Vortex Ensemble
Kinecticut
Bendigo International Festival of Contemporary Music
Bendigo Art Gallery
7:00pm, 5 September
Daniel Zea’s Kinecticut is “a sonorous choreography played by three or four naked dancer-musicians in front of their laptops” or, from the audience’s perspective, behind their laptops, which illuminate their bodies in glorious short-wavelength blue light. It is the sort of lighting most commonly experienced in private, but is here used in an exploration of the relationship between bodies and technology, a fitting complement to the Bendigo Art Gallery’s exhibition of Ancient Greek art, The Body Beautiful.
Each performer follows a score of movements that appears on their screen. The choreography is then captured by X-Box Kinect cameras. The position of different limbs determines different characteristics of the sound including envelopes and filters. Volume is controlled by the amount of the field of computer-vision occupied by the body. the sounds being controlled are banal enough, Zea’s sound palette moving through prickling grains, seething waves and electronic bleeps. An artificial voice occasionally offers snatches of text referring to social relations and digital technologies.

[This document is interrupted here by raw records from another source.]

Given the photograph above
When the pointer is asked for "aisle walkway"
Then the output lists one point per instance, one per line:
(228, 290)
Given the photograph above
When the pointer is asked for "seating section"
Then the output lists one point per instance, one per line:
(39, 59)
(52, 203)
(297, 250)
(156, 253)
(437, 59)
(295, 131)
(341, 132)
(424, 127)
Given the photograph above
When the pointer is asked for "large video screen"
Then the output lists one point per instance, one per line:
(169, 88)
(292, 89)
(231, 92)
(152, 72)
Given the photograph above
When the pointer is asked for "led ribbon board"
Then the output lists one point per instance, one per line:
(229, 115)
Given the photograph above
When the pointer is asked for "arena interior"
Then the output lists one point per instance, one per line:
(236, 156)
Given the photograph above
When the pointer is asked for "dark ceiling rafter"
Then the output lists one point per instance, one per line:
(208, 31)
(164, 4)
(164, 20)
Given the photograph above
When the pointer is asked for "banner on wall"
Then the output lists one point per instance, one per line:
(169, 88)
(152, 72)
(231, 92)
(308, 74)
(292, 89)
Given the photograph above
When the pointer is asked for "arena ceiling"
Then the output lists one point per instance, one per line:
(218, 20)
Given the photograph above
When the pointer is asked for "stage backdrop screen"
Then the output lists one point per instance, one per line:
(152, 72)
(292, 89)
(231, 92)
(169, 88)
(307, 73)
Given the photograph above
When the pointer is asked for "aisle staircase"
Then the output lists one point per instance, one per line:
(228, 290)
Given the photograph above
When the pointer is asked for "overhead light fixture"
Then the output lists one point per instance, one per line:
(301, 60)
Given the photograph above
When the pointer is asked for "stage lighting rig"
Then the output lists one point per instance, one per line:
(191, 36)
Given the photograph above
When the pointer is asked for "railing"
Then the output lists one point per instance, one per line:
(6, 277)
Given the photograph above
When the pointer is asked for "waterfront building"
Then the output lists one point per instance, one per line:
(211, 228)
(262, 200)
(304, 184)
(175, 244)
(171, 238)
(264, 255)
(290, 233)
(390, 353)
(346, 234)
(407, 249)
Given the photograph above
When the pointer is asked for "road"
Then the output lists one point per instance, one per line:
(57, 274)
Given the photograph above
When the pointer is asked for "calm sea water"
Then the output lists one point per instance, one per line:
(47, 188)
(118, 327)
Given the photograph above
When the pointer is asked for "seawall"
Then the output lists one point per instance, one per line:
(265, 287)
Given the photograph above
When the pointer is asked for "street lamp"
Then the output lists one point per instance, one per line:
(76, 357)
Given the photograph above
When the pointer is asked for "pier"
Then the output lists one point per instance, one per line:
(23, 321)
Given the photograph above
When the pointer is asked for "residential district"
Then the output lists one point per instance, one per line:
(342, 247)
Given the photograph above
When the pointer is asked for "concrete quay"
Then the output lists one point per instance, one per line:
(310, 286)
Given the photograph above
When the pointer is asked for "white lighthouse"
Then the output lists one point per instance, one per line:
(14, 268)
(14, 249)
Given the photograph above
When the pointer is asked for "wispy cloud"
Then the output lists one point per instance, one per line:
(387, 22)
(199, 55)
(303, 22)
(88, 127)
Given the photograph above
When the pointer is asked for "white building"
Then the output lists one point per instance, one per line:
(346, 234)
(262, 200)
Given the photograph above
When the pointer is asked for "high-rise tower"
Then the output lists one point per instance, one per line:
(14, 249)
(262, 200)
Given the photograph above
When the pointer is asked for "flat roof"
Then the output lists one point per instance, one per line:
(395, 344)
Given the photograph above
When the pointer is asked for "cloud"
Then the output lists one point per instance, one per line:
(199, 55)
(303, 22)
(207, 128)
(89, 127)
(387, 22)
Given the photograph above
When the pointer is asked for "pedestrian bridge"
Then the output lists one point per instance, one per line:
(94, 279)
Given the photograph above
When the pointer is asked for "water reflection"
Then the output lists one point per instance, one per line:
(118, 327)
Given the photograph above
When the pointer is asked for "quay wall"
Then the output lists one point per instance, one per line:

The performance was beautiful: Ensemble Vortex appeared as moving statues in the middle of the Bendigo Art Gallery, appropriately placed in front of four of Bill Henson’s less controversial photographs. However, the conceptual conceit of the work soon wears thin. As the composer writes, “[t]he musical instrument thus becomes the distance between the body and the machine: the space of relation between the man and the computer. The dialogue is composed of the choice of the movements of the man and, on the part of the machine, some temporal and verbal impositions. The man and the machine are actor and spectator, active and passive at the same time. The supremacy of the one over the other is not established or determined.” But it is determined, as was laid bare (no pun intended) when one performer’s laptop malfunctioned at the beginning of the performance. In what I think was an admirable decision, he would not touch the computer himself, but waited for another performer to intervene. What that event showed was that, ultimately, our relationship with machines is completely one-way. We program them, switch them off and switch them on. Only in very special sci-fi scenarios can a machine turn off a human. Perhaps more pointedly, Kinecticut shows that our relationship to technology is contractual. We decide to be drawn, sometimes naked, to them like moths. Perhaps the more important question is whether this contractuality pertains to our relationship to other parts of our society: to politics, class and gender. They can break down, yes. But which of these things can we switch off?